To obtain a simple transformation, one can proceed to follow the steps presented earlier. As explained, however, we recommend tweaking a couple of parameters to achieve better results. The two main arguments this applies to are $\psi$, the vanishing parameter, under the keyword psi and $\varepsilon$, the accuracy to which the oracle solves the problem, under the keyword epsilon. These are by default psi=0.1 and epsilon=1.0e-7. Let's say we want to use psi=0.005 and epsilon=1.0e-5, then the code should look as follows:

using ApproximateVanishingIdeals

X = your_data_set
transformed_data, sets = fit_oavi(X; psi=0.005, epsilon=1.0e-5)

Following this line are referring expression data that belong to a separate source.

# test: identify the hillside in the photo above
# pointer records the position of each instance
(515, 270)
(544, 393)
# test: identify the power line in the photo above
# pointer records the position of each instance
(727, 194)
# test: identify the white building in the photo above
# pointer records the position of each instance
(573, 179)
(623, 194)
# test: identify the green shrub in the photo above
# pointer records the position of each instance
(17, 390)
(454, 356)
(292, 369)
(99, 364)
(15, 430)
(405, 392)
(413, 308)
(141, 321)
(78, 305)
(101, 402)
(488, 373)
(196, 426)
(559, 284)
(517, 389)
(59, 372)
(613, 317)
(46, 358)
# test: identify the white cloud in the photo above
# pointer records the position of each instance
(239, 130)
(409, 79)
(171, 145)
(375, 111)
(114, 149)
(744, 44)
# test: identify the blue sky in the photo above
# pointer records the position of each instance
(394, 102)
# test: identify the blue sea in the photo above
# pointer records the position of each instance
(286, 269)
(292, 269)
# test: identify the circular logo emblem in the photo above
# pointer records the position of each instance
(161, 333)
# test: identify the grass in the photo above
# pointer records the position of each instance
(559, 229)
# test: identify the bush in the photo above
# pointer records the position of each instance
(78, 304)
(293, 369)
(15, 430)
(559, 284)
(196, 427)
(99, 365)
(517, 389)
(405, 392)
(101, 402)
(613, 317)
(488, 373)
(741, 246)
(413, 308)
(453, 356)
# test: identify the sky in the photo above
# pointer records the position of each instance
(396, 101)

While epsilon should be adjusted according to the solver used, or personal preference for that matter, the psi keyword has a direct influence on the degree of polynomials constructed. It was shown in Wirth, Kera and Pokutta (2022) that the algorithm terminates after having constructed polynomials of degree

\[D = \lceil -\log(\psi)/\log(4) \rceil,\]

if $\tau \ge (3/2)^D$. The tau parameter by default takes the value of this lower bound, but it is possible to adjust it if one wants to.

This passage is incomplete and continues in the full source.